Three-dimensional laser lithography: Finer features faster

Summary form only given. Direct laser writing is a versatile technique for the fabrication of three-dimensional nano- and microstructures and has become recently commercially available [1]. Lateral feature sizes down to 100 nm are routinely achieved due to two-photon absorption and the threshold behaviour of the photoresists. The finite numerical aperture of the objective lens used in most systems (typically NA 1.4, oil immersion) results in features which are axially elongated by more than a factor of 2.6 for conventional photoresists. This aspect ratio between axial and lateral feature size hinders small lattice constants, e.g., in the fabrication of three-dimensional photonic structures [2]. Here, we employ a spatial light modulator to modify amplitude and phase distribution on the back focal plane of the objective lens.
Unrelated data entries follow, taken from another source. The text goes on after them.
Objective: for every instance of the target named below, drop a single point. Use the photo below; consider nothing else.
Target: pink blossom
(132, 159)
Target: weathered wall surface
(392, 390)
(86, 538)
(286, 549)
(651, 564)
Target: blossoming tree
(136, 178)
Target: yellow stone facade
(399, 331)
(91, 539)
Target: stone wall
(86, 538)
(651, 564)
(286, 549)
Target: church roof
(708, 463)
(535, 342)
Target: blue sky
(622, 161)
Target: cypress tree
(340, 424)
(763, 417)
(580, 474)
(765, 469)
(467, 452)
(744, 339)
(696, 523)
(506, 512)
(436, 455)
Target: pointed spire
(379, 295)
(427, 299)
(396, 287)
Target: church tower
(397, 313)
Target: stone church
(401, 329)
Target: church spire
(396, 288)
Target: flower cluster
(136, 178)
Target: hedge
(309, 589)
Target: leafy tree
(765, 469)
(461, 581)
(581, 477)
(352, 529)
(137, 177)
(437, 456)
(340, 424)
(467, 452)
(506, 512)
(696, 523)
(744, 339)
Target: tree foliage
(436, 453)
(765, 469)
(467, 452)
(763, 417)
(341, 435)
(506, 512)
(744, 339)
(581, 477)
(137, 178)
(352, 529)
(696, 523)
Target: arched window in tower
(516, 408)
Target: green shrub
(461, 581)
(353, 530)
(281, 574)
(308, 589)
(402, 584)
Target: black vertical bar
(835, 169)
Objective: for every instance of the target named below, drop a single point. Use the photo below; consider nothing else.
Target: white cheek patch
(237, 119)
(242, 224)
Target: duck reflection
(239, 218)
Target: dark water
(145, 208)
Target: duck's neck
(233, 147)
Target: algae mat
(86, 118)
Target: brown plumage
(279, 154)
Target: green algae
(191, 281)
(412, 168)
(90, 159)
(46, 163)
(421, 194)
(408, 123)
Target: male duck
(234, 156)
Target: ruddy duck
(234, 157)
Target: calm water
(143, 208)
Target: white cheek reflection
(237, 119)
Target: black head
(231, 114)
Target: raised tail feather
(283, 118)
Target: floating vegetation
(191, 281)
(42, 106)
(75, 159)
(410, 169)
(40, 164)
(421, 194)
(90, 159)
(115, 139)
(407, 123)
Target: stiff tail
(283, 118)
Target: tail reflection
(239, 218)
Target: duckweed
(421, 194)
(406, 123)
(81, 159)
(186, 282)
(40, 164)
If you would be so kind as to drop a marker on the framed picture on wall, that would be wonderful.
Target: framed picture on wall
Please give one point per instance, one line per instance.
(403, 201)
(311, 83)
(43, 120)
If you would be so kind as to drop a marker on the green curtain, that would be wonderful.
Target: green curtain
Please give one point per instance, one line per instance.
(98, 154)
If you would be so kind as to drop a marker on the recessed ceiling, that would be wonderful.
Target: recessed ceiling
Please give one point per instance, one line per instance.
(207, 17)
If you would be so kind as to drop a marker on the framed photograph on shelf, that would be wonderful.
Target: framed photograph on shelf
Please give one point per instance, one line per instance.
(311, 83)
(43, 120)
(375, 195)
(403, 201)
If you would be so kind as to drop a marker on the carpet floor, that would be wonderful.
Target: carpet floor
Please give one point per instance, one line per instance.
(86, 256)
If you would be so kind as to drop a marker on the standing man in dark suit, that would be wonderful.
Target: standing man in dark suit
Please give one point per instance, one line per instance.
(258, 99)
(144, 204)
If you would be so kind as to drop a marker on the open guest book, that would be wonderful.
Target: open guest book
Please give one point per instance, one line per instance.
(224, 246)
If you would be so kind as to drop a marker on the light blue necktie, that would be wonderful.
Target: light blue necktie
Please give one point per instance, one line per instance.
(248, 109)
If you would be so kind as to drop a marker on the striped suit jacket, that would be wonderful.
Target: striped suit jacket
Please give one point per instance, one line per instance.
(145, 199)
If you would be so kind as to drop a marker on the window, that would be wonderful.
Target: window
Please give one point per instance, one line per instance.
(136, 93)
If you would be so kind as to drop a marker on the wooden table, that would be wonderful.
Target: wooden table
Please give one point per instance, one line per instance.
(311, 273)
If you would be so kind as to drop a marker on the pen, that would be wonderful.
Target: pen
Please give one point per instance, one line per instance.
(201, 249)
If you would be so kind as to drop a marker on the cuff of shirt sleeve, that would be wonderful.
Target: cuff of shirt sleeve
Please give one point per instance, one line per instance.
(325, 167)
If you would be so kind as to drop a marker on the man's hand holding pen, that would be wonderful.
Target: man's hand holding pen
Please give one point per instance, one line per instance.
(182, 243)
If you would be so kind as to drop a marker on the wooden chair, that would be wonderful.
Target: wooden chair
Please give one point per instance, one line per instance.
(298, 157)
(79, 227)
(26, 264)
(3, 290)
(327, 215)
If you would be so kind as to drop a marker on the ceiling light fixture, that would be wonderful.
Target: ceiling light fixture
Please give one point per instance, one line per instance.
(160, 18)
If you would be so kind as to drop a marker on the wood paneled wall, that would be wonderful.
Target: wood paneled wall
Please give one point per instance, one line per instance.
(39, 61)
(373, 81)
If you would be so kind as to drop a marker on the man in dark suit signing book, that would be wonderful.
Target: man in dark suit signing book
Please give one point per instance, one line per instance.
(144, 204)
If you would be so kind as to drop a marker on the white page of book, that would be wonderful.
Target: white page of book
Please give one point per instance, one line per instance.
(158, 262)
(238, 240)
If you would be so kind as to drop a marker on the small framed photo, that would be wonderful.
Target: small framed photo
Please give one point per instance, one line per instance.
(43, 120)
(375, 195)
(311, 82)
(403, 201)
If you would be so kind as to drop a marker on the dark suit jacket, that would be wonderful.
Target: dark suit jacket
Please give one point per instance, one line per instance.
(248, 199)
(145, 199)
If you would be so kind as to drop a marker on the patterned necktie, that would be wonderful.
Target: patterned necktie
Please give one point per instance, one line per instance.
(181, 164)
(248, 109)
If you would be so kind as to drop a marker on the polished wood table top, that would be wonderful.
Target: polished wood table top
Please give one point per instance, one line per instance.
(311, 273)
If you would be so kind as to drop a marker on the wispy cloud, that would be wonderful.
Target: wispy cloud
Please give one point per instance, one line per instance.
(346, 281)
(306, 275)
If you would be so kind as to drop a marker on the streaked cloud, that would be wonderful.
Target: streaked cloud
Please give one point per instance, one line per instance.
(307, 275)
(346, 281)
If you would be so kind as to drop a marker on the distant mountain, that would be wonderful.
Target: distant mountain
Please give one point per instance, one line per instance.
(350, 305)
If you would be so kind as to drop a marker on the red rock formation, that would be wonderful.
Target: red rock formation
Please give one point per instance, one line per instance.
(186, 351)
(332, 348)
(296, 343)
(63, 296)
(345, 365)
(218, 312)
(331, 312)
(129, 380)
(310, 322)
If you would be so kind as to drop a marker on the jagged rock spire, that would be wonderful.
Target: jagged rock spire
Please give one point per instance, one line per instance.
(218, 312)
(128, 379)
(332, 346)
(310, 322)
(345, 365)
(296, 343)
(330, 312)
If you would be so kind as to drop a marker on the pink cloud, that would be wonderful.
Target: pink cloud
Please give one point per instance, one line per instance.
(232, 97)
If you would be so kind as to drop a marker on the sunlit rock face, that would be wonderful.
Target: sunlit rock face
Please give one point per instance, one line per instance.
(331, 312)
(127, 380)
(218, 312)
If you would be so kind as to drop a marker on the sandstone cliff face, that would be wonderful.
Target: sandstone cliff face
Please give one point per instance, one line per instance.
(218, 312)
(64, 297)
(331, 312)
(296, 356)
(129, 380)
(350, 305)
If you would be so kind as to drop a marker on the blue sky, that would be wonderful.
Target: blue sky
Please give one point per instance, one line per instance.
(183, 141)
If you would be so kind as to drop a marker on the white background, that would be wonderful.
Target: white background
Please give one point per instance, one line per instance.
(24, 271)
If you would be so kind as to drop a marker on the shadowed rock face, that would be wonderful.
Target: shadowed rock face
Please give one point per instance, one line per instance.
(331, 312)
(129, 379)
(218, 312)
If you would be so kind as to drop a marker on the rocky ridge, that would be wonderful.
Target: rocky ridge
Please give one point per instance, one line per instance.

This allows (i) for the correction of remaining aberrations in the setup and (ii) for displaying so called shaded-ring-filters (SRF), clearly reducing the aspect ratio from 3.2 in the uncorrected case (not shown) down to 1.9 with aberration correction and SRF [3] (see Fig. 1 (a)). By focusing deep into the volume of photoresists with refractive index different from the immersion system, spherical aberrations usually counteract this correction already for small writing depths. To circumvent this, we employ an index matched photoresist, which is additionally used as immersion system. This so-called dip-in configuration allows photonic crystals with several hundred layers without any observable degradation in feature size. To reduce the overall writing time, two strategies are followed: 1. Writing with several voxels in parallel reduces writing times by about an order of magnitude. It is crucial to employ algorithms taking into account phase and amplitude simultaneously to achieve truly identical voxels. Common phase-only algorithms fail for voxel distances below a wavelength of light (see Fig. 1 (b)) due to interference effects. 2. Scanning the be- m instead of the sample reduces the writing time by another two orders of magnitude. The overall increase in writing speed, while maintaining the improved feature sizes, might open the door for industrial applications of three-dimensional laser lithography.